A elite brasileira está dando um tiro no pé. Embarca na canoa do retrocesso social, dá as mãos a grupos fossilizados de oligarquias regionais, submete-se a interesses externos, abandona qualquer esboço de projeto para o país.

Não é a primeira vez. No século 19, ficou atolada na escravidão, adiando avanços. No século 20, tentou uma contrarrevolução, em 1932, para deter Getúlio Vargas.

Derrotada, percebeu mais tarde que havia ganho com as políticas nacionais que impulsionaram a industrialização.

Mesmo assim, articulou golpes. Embalada pela Guerra Fria, aliou-se a estrangeiros, parcelas de militares e a uma classe média mergulhada no obscurantismo. Curtiu o desenvolvimentismo dos militares. Depois, quando o modelo ruiu, entendeu que democracia e inclusão social geram lucros.

Em vários momentos, conseguiu vislumbrar as vantagens de atuar num país com dinamismo e mercado interno vigoroso. Roberto Simonsen foi o expoente de uma era em que a Fiesp (Federação das Indústrias do Estado de São Paulo) não se apequenava.

Os últimos anos de crescimento e ascensão social mostraram ser possível ganhar quando os pobres entram em cena e o país flerta com o desenvolvimento. Foram tempos de grande rentabilidade. A política de juros altos, excrescência mundial, manteve as benesses do rentismo.

Quando, em 2012, foi feito um ensaio tímido para mexer nisso, houve gritaria. O grupo dos beneficiários da bolsa juros partiu para o ataque. O Planalto recuou e se rendeu à lógica do mercado financeiro.

Foi a senha para os defensores do neoliberalismo, aqui e lá fora, reorganizarem forças para preparar a reocupação do território. Encontraram a esquerda dividida, acomodada e na defensiva por causa dos escândalos. Apesar disso, a direita perdeu de novo no voto.
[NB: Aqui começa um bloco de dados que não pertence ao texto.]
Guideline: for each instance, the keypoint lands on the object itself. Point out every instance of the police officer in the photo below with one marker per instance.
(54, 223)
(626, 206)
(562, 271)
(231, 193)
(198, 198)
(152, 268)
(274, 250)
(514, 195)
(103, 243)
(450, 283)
Conseguiu, todavia, atrair o centro, catalisando o medo que a recessão espalhou pela sociedade. Quando a maré virou, pelos erros do governo e pela persistência de oito anos da crise capitalista, os empresários pularam do barco governista, que os acolhera com subsídios, incentivos, desonerações. Os que poderiam ficar foram alvos da sanha curitibana. Acuada, nenhuma voz burguesa defendeu o governo.

O impeachment trouxe a galope e sem filtro a velha pauta ultraconservadora e entreguista, perseguida nos anos FHC e derrotada nas últimas quatro eleições.

Privatizações, cortes profundos em educação e saúde, desmanche de conquistas trabalhistas, ataque a direitos.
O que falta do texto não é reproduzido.